Meskipun tidak merinci semua hambatan, Nezar menyinggung bahwa salah satu tantangan utama dalam pengembangan 5G adalah keterbatasan spektrum frekuensi yang saat ini dialokasikan untuk operator seluler. Padahal, untuk menghadirkan layanan 5G yang optimal dan maksimal, dibutuhkan lebar pita frekuensi minimal 100 MHz.
Selain tantangan 5G, Nezar juga mengungkapkan bahwa kecepatan internet nasional Indonesia masih perlu ditingkatkan agar mampu bersaing dengan negara-negara lain di kawasan.
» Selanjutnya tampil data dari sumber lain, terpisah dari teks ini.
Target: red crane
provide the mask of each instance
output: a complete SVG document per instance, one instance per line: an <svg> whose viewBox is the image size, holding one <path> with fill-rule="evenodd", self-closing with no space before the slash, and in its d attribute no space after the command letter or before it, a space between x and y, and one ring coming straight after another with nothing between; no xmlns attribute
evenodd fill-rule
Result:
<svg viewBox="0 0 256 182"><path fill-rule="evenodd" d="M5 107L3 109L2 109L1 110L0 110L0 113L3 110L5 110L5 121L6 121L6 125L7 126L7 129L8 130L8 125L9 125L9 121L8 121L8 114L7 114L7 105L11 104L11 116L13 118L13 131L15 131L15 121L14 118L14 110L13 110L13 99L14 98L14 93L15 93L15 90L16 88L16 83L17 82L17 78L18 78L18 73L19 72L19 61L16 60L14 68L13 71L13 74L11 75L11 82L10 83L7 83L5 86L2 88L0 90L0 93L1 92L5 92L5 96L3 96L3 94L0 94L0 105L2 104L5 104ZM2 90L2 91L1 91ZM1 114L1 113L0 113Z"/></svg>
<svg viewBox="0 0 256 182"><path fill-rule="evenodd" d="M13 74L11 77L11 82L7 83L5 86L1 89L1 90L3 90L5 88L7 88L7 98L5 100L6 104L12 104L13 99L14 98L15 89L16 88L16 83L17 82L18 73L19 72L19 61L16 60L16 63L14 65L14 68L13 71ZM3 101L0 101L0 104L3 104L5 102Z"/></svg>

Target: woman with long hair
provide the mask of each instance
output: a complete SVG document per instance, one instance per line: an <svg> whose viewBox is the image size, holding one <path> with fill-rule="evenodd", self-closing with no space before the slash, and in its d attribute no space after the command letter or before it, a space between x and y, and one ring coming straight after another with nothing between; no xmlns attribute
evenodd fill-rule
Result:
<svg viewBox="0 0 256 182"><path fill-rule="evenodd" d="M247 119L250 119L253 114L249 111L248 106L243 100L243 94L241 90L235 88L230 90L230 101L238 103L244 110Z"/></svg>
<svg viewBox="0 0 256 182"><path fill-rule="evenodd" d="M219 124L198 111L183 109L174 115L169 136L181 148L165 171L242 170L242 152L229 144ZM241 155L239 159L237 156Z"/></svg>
“Dari bagian internet masih harus ditingkatkan, memang belum sampai kepada 100 Mbps, masih sekitar 36,7 Mbps. Namun, konektivitas internet kita sudah mencapai 80%,” kata Nezar.
Dengan berbagai inisiatif dan program yang sedang dilakukan oleh industri telekomunikasi untuk memperkuat konektivitas digital, Indonesia menyatakan optimistis mampu mengejar ketertinggalan dalam beberapa tahun ke depan.
“Dengan sejumlah program yang dilakukan oleh inisiasi telco untuk memperkuat konektivitas di Indonesia, saya kira lima tahun ke depan kita bisa bersanding dengan negara-negara tetangga yang sudah mencapai 100 Mbps dan memiliki jaringan 5G yang merata,” pungkasnya.